The Looming National Debt Crisis Threatening Our Nation


Show Notes

By Joe Duffus

“When the people find that they can vote themselves money, that will herald the end of the republic.” Benjamin Franklin understood the temptations of over-spending. He hated debt and wrote about it a lot. His words should be top of mind whenever we talk about the federal government, its budget, and the gigantic national debt.

Franklin was a businessman, and he understood the need for taking on some debt to finance growth. What he hated was running up debt to the point where the interest payments alone become unpayable. And that’s where we are today.

Franklin wrote about Britain’s debt in 1777, using a question-and-answer format…

  • Q. Suppose the interest of this debt to be three and a half per cent. per annum, what does the whole annual interest amount to? A. Six million, seven hundred and seventy thousand pounds.
  • Q. How doth government raise this interest annually? A. By taxing those who lent the principal, and others.
  • Q. When will government be able to pay the principal? A. When there is more money in England’s treasury than there is in all Europe.
  • And when that be? A. Never.

Almost 250 years later, the nation Franklin worked so hard to create stares down a national debt of $29 trillion dollars and climbing fast. President Joe Biden wants to spend another $3.5 trillion. He calls it “building back better.”

On today’s podcast, Peter and Eric are joined today by someone who remembers those budget battles, former Rep. Jason Chaffetz. Now a distinguished fellow for the Government Accountability Institute, Jason writes and speaks about budget and corruption issues.

Jason recalls “when I came to DC in 2008… the entire debt was $8 trillion.” An article from Forbes notes the debt increased by $5 trillion in fourteen short months. The article mentions that, according to USDebtClock.org, the US’s national debt will come close to $89 trillion by 2029, not including the extra spending.

In a March 2021 paper and May 2021 paper, the Committee for a Responsible Federal Budget states that the US will pay a little more than $300 billion on national debt interest payments in 2021.

How long can we sustain this?

That is nearly 9 percent of all federal revenue collection, and about $2,400 per household. Already, the federal government spends more on interest than it does on science, space technology, transportation, and education combined.

What happens if interest rates go up, even a little? The Congressional Budget Office (CBO) predicts that the interest rate on the debt will increase to 3.4% by 2031. Rising interest rates will also increase “interest payments and deficits.

If interest rates go up one point the interest will cost more each year than Medicaid. Two points? More than the federal government spends for defense or Medicare. Three points? Almost as much as each year’s Social Security benefits. The cost per household of a one percentage point increase in the interest rate would increase costs by $1,805, to $4,210.

If the CBO’s forecast is correct, “interest costs will more than double,” totaling $631 billion in 2029, “$846 billion by 2031,” and increasing in the long term.

It’s easy to be discouraged by these numbers and these questions. The only bright spot is that it does actually “stimulate” the economy, because owning that debt becomes itself an investment opportunity. This is why investors buy Treasury bills. But as Peter points out, “monetizing the debt by printing money is like pretending there’s more economic activity, like adding water to milk.”

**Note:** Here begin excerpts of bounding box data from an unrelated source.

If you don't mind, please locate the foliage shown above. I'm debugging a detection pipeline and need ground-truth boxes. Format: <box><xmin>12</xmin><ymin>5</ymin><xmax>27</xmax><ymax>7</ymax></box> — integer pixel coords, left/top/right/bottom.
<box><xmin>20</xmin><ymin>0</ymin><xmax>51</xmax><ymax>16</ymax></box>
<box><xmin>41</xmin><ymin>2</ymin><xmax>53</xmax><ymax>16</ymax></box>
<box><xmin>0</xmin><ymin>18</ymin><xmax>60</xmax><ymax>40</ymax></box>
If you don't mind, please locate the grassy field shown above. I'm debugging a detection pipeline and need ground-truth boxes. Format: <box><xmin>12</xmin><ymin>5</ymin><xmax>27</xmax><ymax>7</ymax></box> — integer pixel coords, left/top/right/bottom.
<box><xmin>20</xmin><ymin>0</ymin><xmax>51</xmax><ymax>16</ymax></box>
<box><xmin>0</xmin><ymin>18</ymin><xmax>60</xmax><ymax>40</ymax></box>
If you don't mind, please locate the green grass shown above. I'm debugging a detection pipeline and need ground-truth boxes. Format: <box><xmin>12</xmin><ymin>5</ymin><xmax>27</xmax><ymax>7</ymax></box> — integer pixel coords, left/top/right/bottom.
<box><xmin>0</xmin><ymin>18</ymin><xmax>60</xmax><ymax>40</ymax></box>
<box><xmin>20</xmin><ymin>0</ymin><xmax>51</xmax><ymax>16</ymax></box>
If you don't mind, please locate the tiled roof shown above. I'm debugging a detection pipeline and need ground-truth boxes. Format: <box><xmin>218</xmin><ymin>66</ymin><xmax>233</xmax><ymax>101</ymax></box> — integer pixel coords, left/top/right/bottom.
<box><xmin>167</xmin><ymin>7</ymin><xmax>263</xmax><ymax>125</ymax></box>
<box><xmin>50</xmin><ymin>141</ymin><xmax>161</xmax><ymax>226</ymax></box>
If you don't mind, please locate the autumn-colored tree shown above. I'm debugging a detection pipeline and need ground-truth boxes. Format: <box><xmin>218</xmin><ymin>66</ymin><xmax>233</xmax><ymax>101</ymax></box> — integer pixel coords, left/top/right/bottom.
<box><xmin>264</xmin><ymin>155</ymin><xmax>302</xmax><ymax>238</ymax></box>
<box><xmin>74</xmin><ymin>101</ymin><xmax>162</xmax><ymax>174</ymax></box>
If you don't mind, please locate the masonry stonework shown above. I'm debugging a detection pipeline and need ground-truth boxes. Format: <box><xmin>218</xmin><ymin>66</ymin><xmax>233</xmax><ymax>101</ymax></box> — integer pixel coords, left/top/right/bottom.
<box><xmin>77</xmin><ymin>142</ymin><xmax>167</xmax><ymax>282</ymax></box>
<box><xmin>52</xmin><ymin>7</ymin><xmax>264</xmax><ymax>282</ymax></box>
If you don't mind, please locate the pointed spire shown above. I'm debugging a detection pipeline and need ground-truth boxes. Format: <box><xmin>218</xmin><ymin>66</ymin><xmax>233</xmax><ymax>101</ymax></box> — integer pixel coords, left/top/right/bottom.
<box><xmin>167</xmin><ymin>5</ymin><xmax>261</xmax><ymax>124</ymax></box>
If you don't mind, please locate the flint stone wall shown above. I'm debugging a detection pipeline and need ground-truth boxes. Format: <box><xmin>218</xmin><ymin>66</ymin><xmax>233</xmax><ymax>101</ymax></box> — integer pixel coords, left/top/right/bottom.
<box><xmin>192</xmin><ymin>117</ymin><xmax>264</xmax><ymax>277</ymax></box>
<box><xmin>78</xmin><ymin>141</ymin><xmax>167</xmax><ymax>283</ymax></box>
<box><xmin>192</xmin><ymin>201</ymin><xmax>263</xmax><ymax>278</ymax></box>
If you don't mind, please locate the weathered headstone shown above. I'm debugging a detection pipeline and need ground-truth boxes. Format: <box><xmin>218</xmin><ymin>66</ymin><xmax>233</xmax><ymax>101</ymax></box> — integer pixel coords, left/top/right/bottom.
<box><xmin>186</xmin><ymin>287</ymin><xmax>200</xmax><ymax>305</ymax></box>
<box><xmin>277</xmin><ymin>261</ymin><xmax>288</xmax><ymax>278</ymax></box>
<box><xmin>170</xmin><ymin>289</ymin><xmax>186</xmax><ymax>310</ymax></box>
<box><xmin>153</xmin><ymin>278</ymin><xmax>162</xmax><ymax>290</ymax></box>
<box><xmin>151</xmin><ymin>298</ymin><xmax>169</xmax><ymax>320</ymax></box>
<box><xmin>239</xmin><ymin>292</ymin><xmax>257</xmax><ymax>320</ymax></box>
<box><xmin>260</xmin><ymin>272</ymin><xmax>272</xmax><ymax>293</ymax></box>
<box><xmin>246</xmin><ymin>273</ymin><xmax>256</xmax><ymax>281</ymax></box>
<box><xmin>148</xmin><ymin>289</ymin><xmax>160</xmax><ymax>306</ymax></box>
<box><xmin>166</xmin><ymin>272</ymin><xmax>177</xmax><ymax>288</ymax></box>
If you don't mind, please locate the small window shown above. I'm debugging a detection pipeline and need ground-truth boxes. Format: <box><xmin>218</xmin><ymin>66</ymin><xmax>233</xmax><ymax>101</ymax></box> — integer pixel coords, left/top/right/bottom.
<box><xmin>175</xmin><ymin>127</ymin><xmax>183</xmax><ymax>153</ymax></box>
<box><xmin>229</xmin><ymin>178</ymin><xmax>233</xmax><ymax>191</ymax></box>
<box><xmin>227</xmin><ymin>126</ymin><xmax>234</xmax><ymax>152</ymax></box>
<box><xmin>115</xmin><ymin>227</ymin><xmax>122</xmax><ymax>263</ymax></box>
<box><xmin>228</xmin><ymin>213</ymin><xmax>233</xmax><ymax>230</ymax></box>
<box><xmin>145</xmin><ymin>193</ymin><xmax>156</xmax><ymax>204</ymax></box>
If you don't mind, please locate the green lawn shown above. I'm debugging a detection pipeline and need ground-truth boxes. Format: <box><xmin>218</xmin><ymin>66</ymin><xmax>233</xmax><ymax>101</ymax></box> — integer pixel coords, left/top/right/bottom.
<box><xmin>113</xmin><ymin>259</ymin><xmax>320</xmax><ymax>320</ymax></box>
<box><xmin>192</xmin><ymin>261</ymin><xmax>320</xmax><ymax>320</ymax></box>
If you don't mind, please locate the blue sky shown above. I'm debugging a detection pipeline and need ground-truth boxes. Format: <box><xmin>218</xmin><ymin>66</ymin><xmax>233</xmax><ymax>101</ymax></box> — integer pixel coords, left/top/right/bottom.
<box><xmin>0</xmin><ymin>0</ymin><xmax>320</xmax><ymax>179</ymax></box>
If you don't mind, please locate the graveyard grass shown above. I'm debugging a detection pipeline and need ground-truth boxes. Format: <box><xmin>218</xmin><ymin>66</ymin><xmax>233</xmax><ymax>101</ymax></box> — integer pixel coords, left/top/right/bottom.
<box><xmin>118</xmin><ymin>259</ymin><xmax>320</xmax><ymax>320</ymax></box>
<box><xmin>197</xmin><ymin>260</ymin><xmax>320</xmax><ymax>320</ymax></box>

Some see the US debt and deficit in a “positive light.” During an economic downturn, if national debt is increased “by a deficit-financed tax cut (or transfers) …it can help stimulate private spending, making everyone better off,” according to the St. Louis Federal Reserve. In a well-off and stable economy, however, this type of action can contribute to a rise in prices, “which can lead to a redistribution of wealth.” Investors, they say, “value the securities making up the national debt in the same way individuals value money—as a medium of exchange and a safe store of wealth.”

But for how much longer?

As Jason says, the worst part of the federal budget is that “around 75% of it are for mandatory, programmatic spending.” So, the options for actually reducing spending are found only in that other 25%. And neither the Democrats nor the Republicans ever seem to talk about this.

Benjamin Franklin would not approve.